Abstract

Property graphs are a promising data model for rich metadata management in high-performance computing (HPC) systems because of their ability to represent not only metadata attributes but also the relationships between them. A property graph can be used to record the relationships between users, jobs, and data, for example, with unique annotations for each entity. This high-volume, power-law distributed use case is a natural fit for an out-of-core distributed property graph database. Such a system must support live updates (to ingest production information in real time), low-latency point queries (for frequent metadata operations such as permission checking), and large-scale traversals (for provenance data mining). Large-scale property graph traversals are particularly challenging for distributed graph databases, however. Most existing graph databases implement a level-synchronous breadth-first search algorithm that relies on global synchronization in each traversal step. This traversal model performs well in many problem domains, but a rich metadata management system is characterized by imbalanced graphs, long traversal lengths, and concurrent workloads, each of which has the potential to introduce or exacerbate stragglers. We define stragglers as abnormally slow steps (or servers) in a graph traversal that lead to low overall throughput for synchronous traversal algorithms. The straggler problem can be mitigated by the use of asynchronous traversal algorithms.

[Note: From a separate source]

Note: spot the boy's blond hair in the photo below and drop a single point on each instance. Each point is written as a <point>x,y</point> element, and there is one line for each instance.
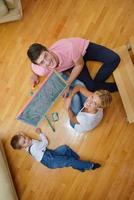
<point>105,98</point>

Asynchronous traversal has been successfully demonstrated in graph processing frameworks, but such systems require the graph to be loaded into a separate batch-processing framework. In this work, we propose GraphTrek, a general asynchronous graph traversal engine working with graph databases for processing rich metadata management in their native format. We also outline a traversal-aware query language and key optimizations (traversal-affiliate caching and execution merging) necessary for efficient performance. Our experiments show that the asynchronous graph traversal engine is more efficient than its synchronous counterpart in the case of HPC rich metadata processing, where more servers are involved and larger traversals are needed.